You should immediately disclose your criminal history to your defense lawyer, even if they don’t ask. I know it sucks and it’s embarrassing, but we can’t evaluate your position in a case without it.
They aren’t trying to use your past against you, they are using your past against you.
I hear that a lot as well. “They can’t use my past against me.” Sit down Mr. Defendant, because in Texas they can and will use your past against you. Prosecutors look for pen trips first because they want to enhance your felony case and make the punishment worse. It gives them a lot of leverage if they can turn your 2nd-degree felony into a first with a prior. But it gives them a whole lot more leverage if you have two pend trips. Then the Prosecutor can high-bitch your case and charge you as a 25-99 habitual offender. I didn’t name the habitual offender enhancement”high-bitch”, so if that offends you just know that existed before I got my law license. “Low-bitch” is 15-99 BTW.
If you’ve been to prison, it doesn’t really matter for what, then the ADA on your case will put you in a different category for plea bargain negotiations. They are going to assume the Defendant is lying and they know that if the case goes to trial the Defendant is way less likely to testify if their pen trip can be brought up on cross-examination. We need to know that stuff. As your defense lawyer I need to find other witnesses who can back up your version of events, because your word won’t as useful as someone without priors.

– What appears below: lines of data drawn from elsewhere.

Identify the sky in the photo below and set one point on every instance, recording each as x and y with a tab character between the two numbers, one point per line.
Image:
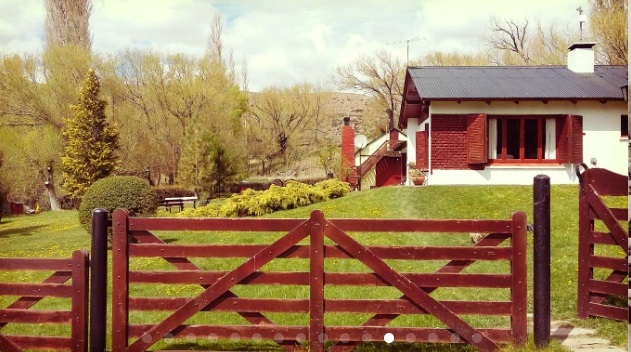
284	42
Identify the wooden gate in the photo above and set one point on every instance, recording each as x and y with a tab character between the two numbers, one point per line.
602	277
18	312
321	243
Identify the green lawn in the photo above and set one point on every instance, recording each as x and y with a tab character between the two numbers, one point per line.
58	234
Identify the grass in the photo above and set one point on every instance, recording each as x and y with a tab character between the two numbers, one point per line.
58	234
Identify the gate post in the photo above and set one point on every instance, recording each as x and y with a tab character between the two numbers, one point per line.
541	260
98	285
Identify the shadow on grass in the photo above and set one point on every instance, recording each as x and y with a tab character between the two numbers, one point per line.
26	231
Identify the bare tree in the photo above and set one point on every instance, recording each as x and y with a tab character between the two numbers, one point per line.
515	43
215	41
67	23
280	118
439	58
608	20
380	76
511	36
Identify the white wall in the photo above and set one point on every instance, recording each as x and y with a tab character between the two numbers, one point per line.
601	141
373	146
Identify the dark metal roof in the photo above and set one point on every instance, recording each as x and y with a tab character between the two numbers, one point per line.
518	83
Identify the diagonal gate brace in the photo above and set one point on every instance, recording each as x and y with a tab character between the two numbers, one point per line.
410	289
219	288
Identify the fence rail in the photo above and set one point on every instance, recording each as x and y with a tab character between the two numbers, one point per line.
74	269
316	240
601	225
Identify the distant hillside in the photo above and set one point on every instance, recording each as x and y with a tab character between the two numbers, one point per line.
338	106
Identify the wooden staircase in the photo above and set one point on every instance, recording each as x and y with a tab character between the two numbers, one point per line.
386	149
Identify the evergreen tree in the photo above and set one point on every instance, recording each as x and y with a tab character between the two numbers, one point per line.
90	142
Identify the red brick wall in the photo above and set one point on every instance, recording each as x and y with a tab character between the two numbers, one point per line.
449	142
348	148
421	150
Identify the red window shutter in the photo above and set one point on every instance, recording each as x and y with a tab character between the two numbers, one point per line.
477	152
570	139
576	139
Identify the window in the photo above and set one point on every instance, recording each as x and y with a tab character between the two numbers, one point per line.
522	139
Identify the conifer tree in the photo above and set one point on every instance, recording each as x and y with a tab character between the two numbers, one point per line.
90	142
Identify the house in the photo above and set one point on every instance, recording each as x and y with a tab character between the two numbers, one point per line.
505	125
380	162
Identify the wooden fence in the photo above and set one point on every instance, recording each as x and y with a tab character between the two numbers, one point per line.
318	240
74	269
600	226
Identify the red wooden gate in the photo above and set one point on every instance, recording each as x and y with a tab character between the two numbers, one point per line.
596	293
328	241
75	269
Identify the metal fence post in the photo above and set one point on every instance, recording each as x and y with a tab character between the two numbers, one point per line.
98	280
541	260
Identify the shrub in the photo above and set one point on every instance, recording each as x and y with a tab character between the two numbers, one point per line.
253	203
129	192
334	188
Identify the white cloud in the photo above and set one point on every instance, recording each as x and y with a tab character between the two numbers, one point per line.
286	42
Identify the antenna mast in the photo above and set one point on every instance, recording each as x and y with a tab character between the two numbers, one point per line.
407	42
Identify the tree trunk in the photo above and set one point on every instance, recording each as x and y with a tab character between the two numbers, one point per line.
50	187
52	196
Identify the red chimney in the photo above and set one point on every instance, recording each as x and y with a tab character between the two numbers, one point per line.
348	151
394	138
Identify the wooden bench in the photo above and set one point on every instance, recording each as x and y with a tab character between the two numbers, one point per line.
169	202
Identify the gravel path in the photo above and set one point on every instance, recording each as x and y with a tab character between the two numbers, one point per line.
580	339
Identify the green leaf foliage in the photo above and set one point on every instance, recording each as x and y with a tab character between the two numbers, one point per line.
90	142
254	203
128	192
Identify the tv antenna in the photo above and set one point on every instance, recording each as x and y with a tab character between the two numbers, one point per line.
407	43
581	19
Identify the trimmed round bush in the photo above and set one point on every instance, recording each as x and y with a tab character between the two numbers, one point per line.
128	192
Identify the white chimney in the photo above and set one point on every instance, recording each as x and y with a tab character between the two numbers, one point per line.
580	59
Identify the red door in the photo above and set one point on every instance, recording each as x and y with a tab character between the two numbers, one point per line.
389	171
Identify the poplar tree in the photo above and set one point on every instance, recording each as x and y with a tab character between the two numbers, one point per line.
90	142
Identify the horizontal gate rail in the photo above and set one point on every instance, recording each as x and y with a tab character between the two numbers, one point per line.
593	292
318	240
74	269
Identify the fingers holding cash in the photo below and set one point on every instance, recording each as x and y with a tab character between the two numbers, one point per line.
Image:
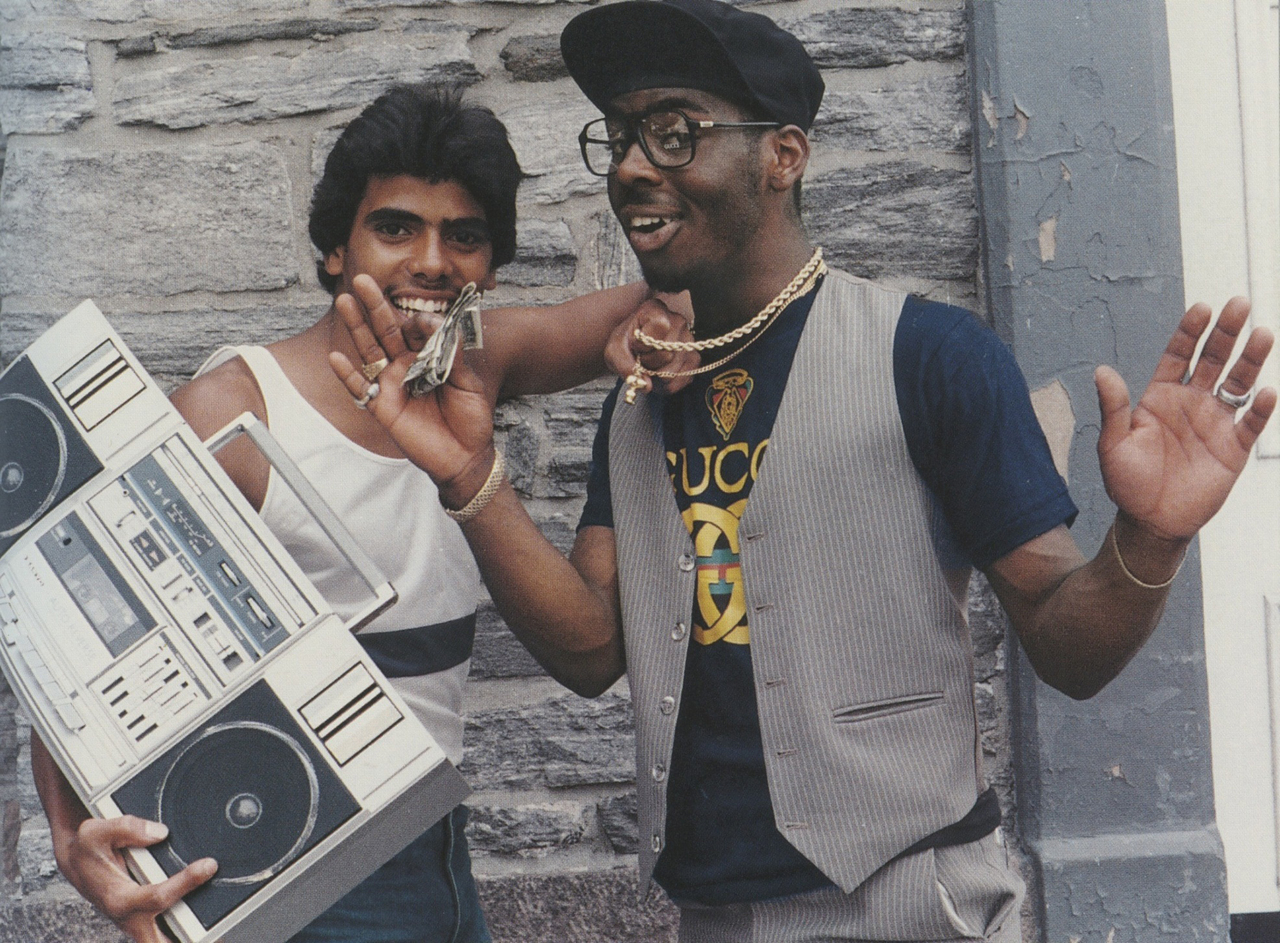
442	417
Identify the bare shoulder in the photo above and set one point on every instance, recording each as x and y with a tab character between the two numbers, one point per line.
215	398
210	402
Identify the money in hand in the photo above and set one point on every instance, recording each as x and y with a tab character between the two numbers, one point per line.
435	360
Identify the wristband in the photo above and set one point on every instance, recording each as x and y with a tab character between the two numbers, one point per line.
484	495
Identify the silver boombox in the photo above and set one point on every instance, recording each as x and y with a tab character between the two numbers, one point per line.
178	663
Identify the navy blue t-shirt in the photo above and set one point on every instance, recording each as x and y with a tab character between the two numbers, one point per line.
974	439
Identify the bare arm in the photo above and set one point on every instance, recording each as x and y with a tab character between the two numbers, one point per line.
563	610
1169	465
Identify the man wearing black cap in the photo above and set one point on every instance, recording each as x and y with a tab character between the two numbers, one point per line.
809	767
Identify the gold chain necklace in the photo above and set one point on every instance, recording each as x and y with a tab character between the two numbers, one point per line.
800	285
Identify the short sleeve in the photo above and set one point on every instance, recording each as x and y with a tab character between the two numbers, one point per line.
972	433
598	511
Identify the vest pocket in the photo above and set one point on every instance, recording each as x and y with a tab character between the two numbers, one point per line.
871	710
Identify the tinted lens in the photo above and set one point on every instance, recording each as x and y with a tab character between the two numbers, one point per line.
597	147
668	138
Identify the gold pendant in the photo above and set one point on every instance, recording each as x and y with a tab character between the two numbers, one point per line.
634	383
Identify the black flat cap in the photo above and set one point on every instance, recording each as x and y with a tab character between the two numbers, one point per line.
693	44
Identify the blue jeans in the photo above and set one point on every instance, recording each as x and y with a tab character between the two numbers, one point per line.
424	895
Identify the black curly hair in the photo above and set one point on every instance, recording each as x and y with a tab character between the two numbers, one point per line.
428	132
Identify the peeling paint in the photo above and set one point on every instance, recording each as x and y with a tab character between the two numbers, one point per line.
988	110
1023	118
1052	406
1048	239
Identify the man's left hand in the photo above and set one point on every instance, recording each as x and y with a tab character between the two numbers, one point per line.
1170	462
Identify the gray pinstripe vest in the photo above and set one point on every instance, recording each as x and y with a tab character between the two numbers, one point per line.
862	659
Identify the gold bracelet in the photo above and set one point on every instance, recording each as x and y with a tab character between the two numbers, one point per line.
1115	546
484	495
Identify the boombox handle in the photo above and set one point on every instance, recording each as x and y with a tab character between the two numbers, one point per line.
248	424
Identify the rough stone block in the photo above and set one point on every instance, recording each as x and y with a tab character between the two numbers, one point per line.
534	58
55	920
187	92
45	83
105	10
586	907
521	449
560	526
133	46
545	255
620	822
526	829
894	219
545	140
900	117
616	262
561	742
858	37
208	218
566	472
497	653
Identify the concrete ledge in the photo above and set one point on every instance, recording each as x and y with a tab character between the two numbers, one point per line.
1160	886
595	907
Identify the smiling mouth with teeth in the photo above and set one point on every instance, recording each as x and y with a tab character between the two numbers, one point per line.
411	306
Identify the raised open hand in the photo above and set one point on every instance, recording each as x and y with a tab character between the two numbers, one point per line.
1170	462
446	433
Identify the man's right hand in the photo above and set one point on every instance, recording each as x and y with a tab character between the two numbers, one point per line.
448	433
91	854
92	860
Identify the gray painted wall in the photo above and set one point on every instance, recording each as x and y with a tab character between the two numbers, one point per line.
1083	264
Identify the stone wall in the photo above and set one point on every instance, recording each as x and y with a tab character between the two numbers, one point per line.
160	159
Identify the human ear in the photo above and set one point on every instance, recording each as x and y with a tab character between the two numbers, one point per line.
789	156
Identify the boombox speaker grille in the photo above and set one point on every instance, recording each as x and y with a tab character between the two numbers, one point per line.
246	788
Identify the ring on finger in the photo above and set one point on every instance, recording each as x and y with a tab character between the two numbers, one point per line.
1232	399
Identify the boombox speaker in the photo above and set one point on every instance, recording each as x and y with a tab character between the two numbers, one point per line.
177	662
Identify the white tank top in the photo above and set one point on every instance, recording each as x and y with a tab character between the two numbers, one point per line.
393	511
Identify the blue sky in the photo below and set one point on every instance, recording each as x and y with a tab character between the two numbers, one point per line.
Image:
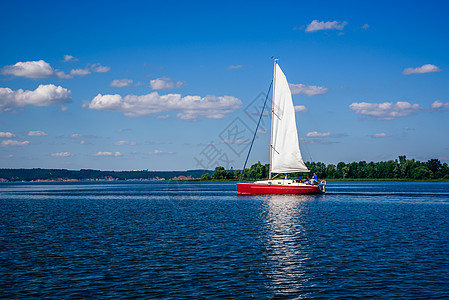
175	85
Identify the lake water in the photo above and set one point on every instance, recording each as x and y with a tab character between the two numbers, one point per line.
201	240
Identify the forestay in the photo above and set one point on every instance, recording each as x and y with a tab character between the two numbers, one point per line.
285	154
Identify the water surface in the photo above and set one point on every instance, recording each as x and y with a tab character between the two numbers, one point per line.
202	240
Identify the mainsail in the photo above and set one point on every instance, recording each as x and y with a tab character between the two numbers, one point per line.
285	154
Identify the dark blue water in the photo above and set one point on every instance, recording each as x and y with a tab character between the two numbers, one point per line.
201	240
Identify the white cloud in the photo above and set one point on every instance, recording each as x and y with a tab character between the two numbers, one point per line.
439	105
80	72
308	90
380	135
121	82
123	143
318	134
37	133
30	69
44	95
164	83
106	153
8	143
99	68
386	110
236	142
6	135
61	154
315	25
232	67
159	152
300	108
420	70
63	75
69	58
190	107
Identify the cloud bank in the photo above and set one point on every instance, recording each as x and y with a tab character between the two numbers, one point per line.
385	110
6	134
12	143
308	90
44	95
30	69
121	82
37	133
318	134
164	83
189	107
421	70
316	26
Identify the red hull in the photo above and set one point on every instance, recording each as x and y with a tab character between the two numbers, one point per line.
259	189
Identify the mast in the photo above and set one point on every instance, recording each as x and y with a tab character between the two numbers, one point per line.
272	113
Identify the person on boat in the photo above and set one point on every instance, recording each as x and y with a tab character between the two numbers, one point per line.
314	179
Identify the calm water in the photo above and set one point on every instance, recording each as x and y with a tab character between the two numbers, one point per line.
201	240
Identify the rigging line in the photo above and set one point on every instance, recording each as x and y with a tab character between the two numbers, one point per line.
255	132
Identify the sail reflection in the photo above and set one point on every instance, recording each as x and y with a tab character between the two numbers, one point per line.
287	244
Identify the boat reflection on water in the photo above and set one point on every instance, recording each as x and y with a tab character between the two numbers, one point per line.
287	244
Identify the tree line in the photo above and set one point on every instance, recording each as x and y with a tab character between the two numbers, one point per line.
400	168
89	174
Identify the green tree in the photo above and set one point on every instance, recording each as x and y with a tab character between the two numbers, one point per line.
206	177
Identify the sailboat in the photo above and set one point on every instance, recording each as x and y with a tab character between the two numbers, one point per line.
285	155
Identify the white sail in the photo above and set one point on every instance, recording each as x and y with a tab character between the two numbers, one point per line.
285	154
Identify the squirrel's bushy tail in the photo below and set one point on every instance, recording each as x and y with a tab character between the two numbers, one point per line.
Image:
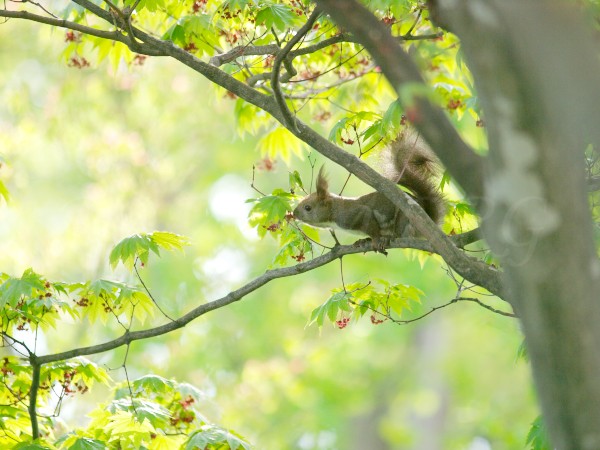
413	165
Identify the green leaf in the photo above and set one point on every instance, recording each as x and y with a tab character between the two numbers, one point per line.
277	15
537	438
13	289
153	383
212	435
4	192
295	181
330	309
150	5
392	118
269	211
83	443
139	246
280	142
169	241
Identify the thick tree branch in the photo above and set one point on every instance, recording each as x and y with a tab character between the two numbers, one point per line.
475	271
460	160
272	49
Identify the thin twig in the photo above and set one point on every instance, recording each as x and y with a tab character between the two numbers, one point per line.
288	117
148	291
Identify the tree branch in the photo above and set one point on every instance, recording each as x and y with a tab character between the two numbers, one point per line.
475	271
234	296
288	117
33	391
460	160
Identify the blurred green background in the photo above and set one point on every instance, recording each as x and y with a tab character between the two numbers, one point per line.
94	155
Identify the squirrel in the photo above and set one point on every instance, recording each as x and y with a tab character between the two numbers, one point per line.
411	165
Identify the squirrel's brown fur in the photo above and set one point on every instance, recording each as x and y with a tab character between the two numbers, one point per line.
410	164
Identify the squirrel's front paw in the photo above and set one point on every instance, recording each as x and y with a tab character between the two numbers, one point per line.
380	243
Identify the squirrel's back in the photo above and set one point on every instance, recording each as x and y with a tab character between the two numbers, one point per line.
413	165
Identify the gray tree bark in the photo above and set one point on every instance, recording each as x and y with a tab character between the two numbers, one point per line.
536	72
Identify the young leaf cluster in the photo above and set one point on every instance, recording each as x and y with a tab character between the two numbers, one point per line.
389	301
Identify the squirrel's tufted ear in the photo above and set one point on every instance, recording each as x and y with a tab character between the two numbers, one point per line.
322	183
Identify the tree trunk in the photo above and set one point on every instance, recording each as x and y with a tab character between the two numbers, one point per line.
539	93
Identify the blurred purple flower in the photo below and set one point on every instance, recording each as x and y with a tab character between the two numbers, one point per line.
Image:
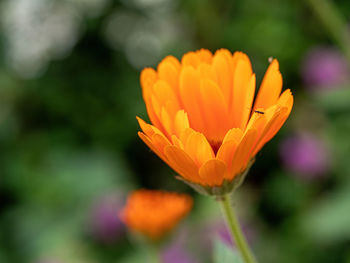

Prosecutors generally believe that no one goes to prison unless they’ve done some really bad shit, or had enough arrests and cases to work their way through multiple probation plea bargains to violating felony probation to going to prison. Prison is seen as the terminal degree in crime, your PhD or JD if you will. You’ve mastered the art of crime and prison is the reward. That may not be fair, but it is so we have to work through it.
Prior misdemeanors matter as well, especially DWIs. There is a belief that any DWI over 10 years old can’t be used against you. That was the law once, but not anymore. Now any DWI conviction, no matter how old, can be used to enhance your case. Some DWI cases before 85 could have been deferred, and if you were getting DWI cases in the 80’s you really should be Ubering by now. Seriously.
When you don’t tell your lawyer about your criminal history we will give you bad advice, or worse, litigate your case incorrectly. It doesn’t help you hide your past either. We will find out about your past eventually, usually during the first round of plea negotiations when the ADA looks at us smugly and says “so your guy has a lot of history.” We need to have an answer or response for that besides “really, what?”
So be honest, fill out your intake forms, tell your lawyer during the consult if he doesn’t ask, but don’t let your lawyer not know about your prior criminal history. It’s important and we can’t do our job without good information.